Kutuplaştırıcı ve ayrıştırıcı söylem ve eylemlere son verilmeli, hukuk devletinin tahrip edilmesine yol açan yaklaşımlara itibar edilmemeli, suç işleyenlere karşı olağan dışı usullerle değil hukuk içinde mücadele esas alınmalıdır. Yönetimde “adalet, ehliyet ve liyakat” ilkelerine sözde değil özde riayet edilmelidir.
Ülkede yaşanan terör eylemlerine karşı en sert ve tavizsiz şekilde mücadele edilirken bunu milletimizi oluşturan unsurlardan birine yönelik bir hareket olarak yorumlayan ve gösterenlere karşı da halkımız sağlıklı bir şekilde bilgilendirilmelidir. Biz öteden beri “çözülme”ye yol açacağı endişesiyle yöntemini eleştirdiğimiz “çözüm süreci”ne “barış” kelimesini ekleyenlere itiraz ettik ve dedik ki, bu ülkede Türk-Kürt savaşı yok, kavgası yoktur.

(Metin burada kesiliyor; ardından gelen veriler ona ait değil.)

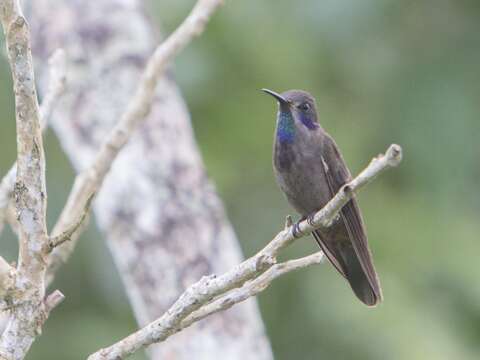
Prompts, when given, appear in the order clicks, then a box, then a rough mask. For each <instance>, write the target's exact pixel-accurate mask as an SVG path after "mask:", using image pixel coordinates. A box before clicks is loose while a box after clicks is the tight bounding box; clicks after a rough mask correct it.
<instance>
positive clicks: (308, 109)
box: [299, 103, 310, 111]
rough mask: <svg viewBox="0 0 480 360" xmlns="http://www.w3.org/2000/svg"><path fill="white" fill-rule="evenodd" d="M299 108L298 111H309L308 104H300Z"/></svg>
mask: <svg viewBox="0 0 480 360" xmlns="http://www.w3.org/2000/svg"><path fill="white" fill-rule="evenodd" d="M299 108H300V110H303V111H308V110H310V104H309V103H302V104H300V106H299Z"/></svg>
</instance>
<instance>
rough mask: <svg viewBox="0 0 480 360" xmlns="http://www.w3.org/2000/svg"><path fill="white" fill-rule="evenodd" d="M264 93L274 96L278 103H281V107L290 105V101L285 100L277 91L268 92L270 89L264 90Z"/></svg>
mask: <svg viewBox="0 0 480 360" xmlns="http://www.w3.org/2000/svg"><path fill="white" fill-rule="evenodd" d="M262 91H263V92H266V93H267V94H268V95H271V96H273V97H274V98H275V99H277V101H278V102H279V103H280V105H288V101H287V100H285V98H284V97H283V96H282V95H280V94H279V93H276V92H275V91H272V90H268V89H262Z"/></svg>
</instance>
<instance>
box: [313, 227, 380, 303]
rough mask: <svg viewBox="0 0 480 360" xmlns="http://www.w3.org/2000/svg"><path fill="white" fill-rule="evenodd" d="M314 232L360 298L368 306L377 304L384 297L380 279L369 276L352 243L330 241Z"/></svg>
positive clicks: (350, 285)
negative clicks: (366, 273) (360, 261)
mask: <svg viewBox="0 0 480 360" xmlns="http://www.w3.org/2000/svg"><path fill="white" fill-rule="evenodd" d="M312 234H313V236H314V238H315V240H316V241H317V243H318V245H319V246H320V248H321V249H322V251H323V252H324V254H325V256H326V257H327V259H328V260H329V261H330V262H331V263H332V265H333V266H334V267H335V269H337V271H338V272H339V273H340V274H341V275H342V276H343V277H344V278H345V279H346V280H347V281H348V283H349V284H350V286H351V288H352V290H353V292H354V293H355V295H356V296H357V297H358V299H359V300H360V301H362V302H363V303H364V304H365V305H368V306H375V305H377V304H378V303H379V302H380V301H381V299H382V295H381V290H380V284H379V282H378V279H377V278H376V276H374V277H373V279H370V278H369V277H368V275H367V274H366V272H365V271H364V269H363V267H362V265H361V263H360V260H359V258H358V256H357V253H356V252H355V249H354V248H353V246H352V244H351V243H350V242H349V241H338V240H332V241H329V240H328V239H327V237H326V236H325V235H323V234H321V233H320V232H319V231H314V232H313V233H312Z"/></svg>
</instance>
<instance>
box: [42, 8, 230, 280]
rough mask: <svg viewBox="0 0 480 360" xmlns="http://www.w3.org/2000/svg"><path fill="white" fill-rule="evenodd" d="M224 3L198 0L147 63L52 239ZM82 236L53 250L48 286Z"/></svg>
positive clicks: (96, 178) (89, 192)
mask: <svg viewBox="0 0 480 360" xmlns="http://www.w3.org/2000/svg"><path fill="white" fill-rule="evenodd" d="M222 3H223V0H198V1H197V3H196V4H195V6H194V8H193V9H192V11H191V13H190V14H189V15H188V17H187V18H186V19H185V20H184V21H183V23H182V24H180V26H179V27H178V28H177V29H176V30H175V31H174V32H173V33H172V34H171V35H170V36H169V37H168V38H167V39H166V40H165V41H164V42H163V43H162V44H160V45H159V46H158V47H157V49H156V50H155V52H154V54H153V55H152V57H151V58H150V59H149V61H148V63H147V66H146V68H145V71H144V73H143V75H142V77H141V79H140V83H139V87H138V89H137V91H136V93H135V95H134V96H133V98H132V100H131V101H130V103H129V104H128V106H127V108H126V111H125V113H124V114H123V116H122V117H121V118H120V120H119V122H118V124H117V125H116V126H115V127H114V128H113V129H112V130H111V132H110V134H109V135H108V136H107V138H106V139H105V141H104V142H103V143H102V145H101V146H100V150H99V152H98V154H97V155H96V157H95V159H94V161H93V163H92V165H91V166H90V167H89V168H88V169H86V170H85V171H83V172H82V173H80V174H79V175H78V176H77V178H76V179H75V184H74V186H73V188H72V190H71V192H70V195H69V197H68V200H67V203H66V205H65V207H64V208H63V210H62V213H61V214H60V217H59V219H58V220H57V223H56V224H55V226H54V228H53V231H52V236H54V237H55V236H57V235H58V234H61V233H63V232H64V231H66V228H67V227H68V226H69V224H72V223H75V222H77V220H76V219H78V218H80V217H81V214H82V211H83V209H84V208H85V203H86V202H87V199H88V196H89V195H90V194H92V193H94V192H98V190H99V189H100V187H101V185H102V183H103V180H104V178H105V175H106V174H107V173H108V171H109V170H110V167H111V165H112V163H113V161H114V159H115V158H116V156H117V155H118V153H119V152H120V150H121V149H122V148H123V146H124V145H125V144H126V143H127V142H128V140H129V139H130V137H131V136H132V134H133V133H134V131H135V129H137V128H138V126H139V125H140V124H141V123H142V122H143V121H144V120H145V119H146V118H147V116H148V114H149V113H150V110H151V108H152V104H153V100H154V96H155V90H156V87H157V83H158V81H159V79H160V78H161V76H162V75H163V74H164V73H165V69H166V67H167V66H168V64H169V63H170V61H171V60H172V59H173V58H174V57H175V56H176V55H177V54H178V53H179V52H180V51H181V50H183V48H185V46H186V45H188V44H189V43H190V42H191V41H192V40H193V38H195V37H197V36H199V35H200V34H201V33H202V32H203V30H204V29H205V26H206V24H207V22H208V20H209V19H210V18H211V16H212V15H213V14H214V13H215V11H216V10H217V9H218V8H219V7H220V5H221V4H222ZM79 235H80V234H79V231H77V232H74V233H73V234H72V235H71V237H70V239H71V241H69V242H66V243H64V244H63V245H62V246H58V247H57V248H55V250H54V251H52V253H51V255H50V258H49V269H48V274H47V283H48V282H50V281H51V280H52V279H53V276H54V274H55V272H56V271H57V269H58V268H59V267H60V266H61V265H62V264H64V263H65V262H66V260H67V259H68V258H69V256H70V254H71V253H72V251H73V249H74V248H75V244H76V241H77V239H78V237H79Z"/></svg>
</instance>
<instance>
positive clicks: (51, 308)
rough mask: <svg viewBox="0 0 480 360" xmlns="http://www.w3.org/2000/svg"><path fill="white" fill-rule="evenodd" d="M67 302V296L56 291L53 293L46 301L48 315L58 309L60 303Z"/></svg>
mask: <svg viewBox="0 0 480 360" xmlns="http://www.w3.org/2000/svg"><path fill="white" fill-rule="evenodd" d="M63 300H65V295H63V294H62V292H61V291H60V290H55V291H54V292H53V293H51V294H50V295H48V296H47V298H46V299H45V313H46V314H47V315H48V314H50V312H51V311H52V310H53V309H54V308H56V307H57V306H58V305H60V303H62V302H63Z"/></svg>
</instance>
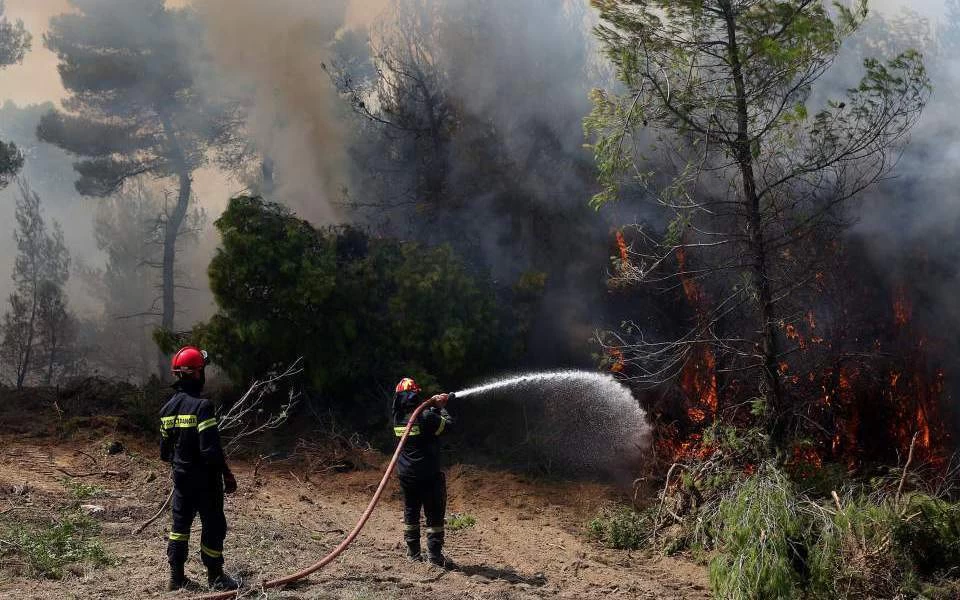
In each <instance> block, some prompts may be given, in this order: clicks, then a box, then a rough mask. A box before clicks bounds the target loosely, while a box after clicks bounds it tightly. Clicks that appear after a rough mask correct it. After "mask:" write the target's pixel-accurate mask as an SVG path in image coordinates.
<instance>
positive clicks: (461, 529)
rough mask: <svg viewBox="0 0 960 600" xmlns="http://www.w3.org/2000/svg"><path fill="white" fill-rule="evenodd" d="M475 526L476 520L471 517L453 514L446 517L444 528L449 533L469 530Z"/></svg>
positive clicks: (472, 516)
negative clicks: (453, 531)
mask: <svg viewBox="0 0 960 600" xmlns="http://www.w3.org/2000/svg"><path fill="white" fill-rule="evenodd" d="M476 524H477V519H476V517H474V516H473V515H468V514H466V513H454V514H452V515H450V516H449V517H447V525H446V528H447V529H449V530H450V531H460V530H463V529H470V528H471V527H473V526H474V525H476Z"/></svg>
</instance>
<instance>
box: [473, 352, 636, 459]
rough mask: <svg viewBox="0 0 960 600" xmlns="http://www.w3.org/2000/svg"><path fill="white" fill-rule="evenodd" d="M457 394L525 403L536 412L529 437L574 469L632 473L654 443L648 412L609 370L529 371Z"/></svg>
mask: <svg viewBox="0 0 960 600" xmlns="http://www.w3.org/2000/svg"><path fill="white" fill-rule="evenodd" d="M456 396H457V399H458V400H459V399H470V400H471V401H477V402H479V403H481V404H484V403H487V402H492V401H495V400H506V401H509V402H513V403H520V404H521V405H522V406H525V407H526V409H525V410H526V411H527V412H524V415H528V414H533V415H535V416H534V417H533V418H532V419H531V423H532V425H531V428H532V431H528V432H527V438H528V441H529V440H531V439H532V440H536V444H537V446H538V449H539V450H540V451H541V452H542V453H543V454H544V455H546V456H547V457H548V458H549V459H550V460H557V461H562V462H563V463H564V464H565V465H566V466H568V467H571V468H574V469H579V470H586V471H594V472H602V473H605V474H607V475H614V476H618V477H619V476H627V475H629V473H630V472H631V471H633V470H634V469H635V468H636V467H637V465H638V463H639V462H640V461H641V460H643V458H644V456H645V454H646V450H647V448H648V447H649V440H650V426H649V425H648V423H647V420H646V415H645V414H644V412H643V410H642V409H641V408H640V405H639V403H638V402H637V400H636V398H634V397H633V394H632V393H631V391H630V389H629V388H627V387H626V386H624V385H623V384H621V383H620V382H618V381H617V380H616V379H615V378H614V377H613V376H611V375H609V374H605V373H596V372H590V371H576V370H568V371H552V372H543V373H527V374H523V375H517V376H512V377H504V378H500V379H496V380H494V381H490V382H488V383H484V384H481V385H478V386H474V387H471V388H467V389H464V390H461V391H458V392H456ZM504 406H506V405H504ZM525 418H526V417H525Z"/></svg>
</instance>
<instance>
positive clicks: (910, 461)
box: [894, 431, 920, 506]
mask: <svg viewBox="0 0 960 600" xmlns="http://www.w3.org/2000/svg"><path fill="white" fill-rule="evenodd" d="M919 434H920V432H919V431H917V432H914V434H913V438H912V439H911V440H910V451H909V452H908V453H907V462H906V464H904V465H903V473H901V474H900V485H898V486H897V496H896V498H895V500H894V501H895V503H896V505H897V506H900V496H901V495H902V494H903V484H904V483H906V481H907V470H908V469H909V468H910V463H912V462H913V447H914V446H915V445H916V443H917V435H919Z"/></svg>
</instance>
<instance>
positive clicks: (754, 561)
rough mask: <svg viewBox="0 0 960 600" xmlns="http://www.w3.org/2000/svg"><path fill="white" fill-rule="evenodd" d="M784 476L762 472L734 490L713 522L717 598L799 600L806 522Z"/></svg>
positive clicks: (721, 500) (746, 481) (735, 487)
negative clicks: (714, 539)
mask: <svg viewBox="0 0 960 600" xmlns="http://www.w3.org/2000/svg"><path fill="white" fill-rule="evenodd" d="M798 502H799V499H798V497H797V496H796V495H795V493H794V490H793V486H792V484H791V483H790V481H789V479H788V478H787V476H786V475H785V474H784V473H783V472H782V471H780V470H778V469H776V468H774V467H770V466H764V467H761V468H760V469H759V470H758V472H757V474H756V475H755V476H754V477H751V478H749V479H747V480H745V481H743V482H741V483H739V484H737V485H736V486H735V487H733V488H732V489H731V490H730V492H729V493H728V495H727V496H726V497H725V498H723V500H721V501H720V503H719V506H718V508H717V512H716V515H715V517H714V527H715V529H716V534H715V535H716V541H717V543H718V546H719V549H720V552H719V553H718V554H717V555H716V556H715V557H714V558H713V559H712V560H711V561H710V582H711V584H712V586H713V590H714V593H715V594H716V596H717V597H718V598H723V599H730V600H741V599H744V600H745V599H749V598H797V597H799V596H800V589H801V579H800V574H799V571H800V570H802V567H801V568H800V569H798V568H797V566H798V564H801V563H802V562H803V554H804V551H803V542H802V540H803V537H804V534H805V533H806V532H805V523H804V519H803V517H802V515H801V513H800V511H799V507H798Z"/></svg>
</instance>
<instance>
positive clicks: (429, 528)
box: [427, 526, 455, 569]
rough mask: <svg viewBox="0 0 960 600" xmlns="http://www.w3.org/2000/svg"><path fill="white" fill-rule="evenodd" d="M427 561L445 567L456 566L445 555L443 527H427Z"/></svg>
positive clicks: (446, 568)
mask: <svg viewBox="0 0 960 600" xmlns="http://www.w3.org/2000/svg"><path fill="white" fill-rule="evenodd" d="M427 561H429V562H430V564H431V565H434V566H436V567H440V568H443V569H452V568H454V566H455V565H454V564H453V562H452V561H451V560H450V559H448V558H447V557H445V556H444V555H443V527H442V526H441V527H428V528H427Z"/></svg>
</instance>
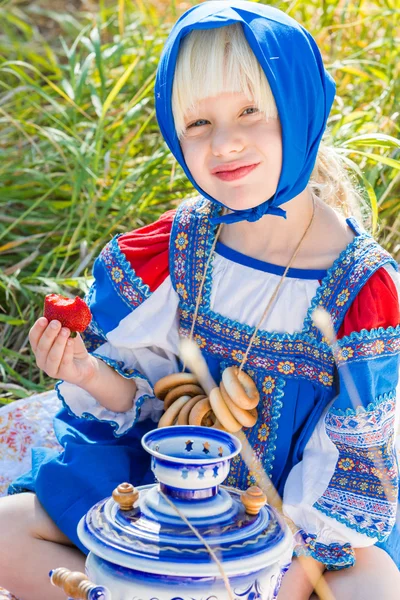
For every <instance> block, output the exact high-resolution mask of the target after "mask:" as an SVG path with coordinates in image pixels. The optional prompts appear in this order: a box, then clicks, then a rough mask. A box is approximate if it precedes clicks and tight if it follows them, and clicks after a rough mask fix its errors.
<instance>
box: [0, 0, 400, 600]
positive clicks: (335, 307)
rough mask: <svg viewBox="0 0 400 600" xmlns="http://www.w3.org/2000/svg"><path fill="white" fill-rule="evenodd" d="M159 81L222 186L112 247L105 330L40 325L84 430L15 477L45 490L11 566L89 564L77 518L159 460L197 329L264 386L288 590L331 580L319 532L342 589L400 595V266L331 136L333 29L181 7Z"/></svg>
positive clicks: (17, 517) (41, 585)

Elbette ki problemler olmuştur ve olacaktır. Önemli olan bunları, adalet ve hakkaniyet ölçüleri, millî devlet ve üniter yapı içinde çözmektir.
İçerideki hadiseyle iç içe olduğu için Orta Doğu politikasıyla ilgili olarak da belirtmek gerekir ki, Orta Doğu’da yaşanan kargaşada mağdur olanların hepsi bizim kardeş ve akrabalarımızdır. 1990’larda başlatılan medeniyetler savaşının İslam coğrafyasına medeniyet-içi çatışma olarak transfer edilmesi sonucunda kardeş unsurlar arasında sokulan nifak, uzun vadede sadece büyük güçlerin ve İsrail’in çıkarlarına hizmet edecektir. Son dönemde Rusya ve İran’ın müdahalelerinden sonra bölgede dengeler yeniden kurulmaktadır. Bu alandaki politikamızı bu temel ve basit gerçeğe göre yeniden gözden geçirip şekillendirmeli, özellikle Irak ve Suriye’deki Türkmen varlığının geleceği garanti altına alınmalıdır.
Allah aziz Türk milletinin yâr ve yardımcısı olsun.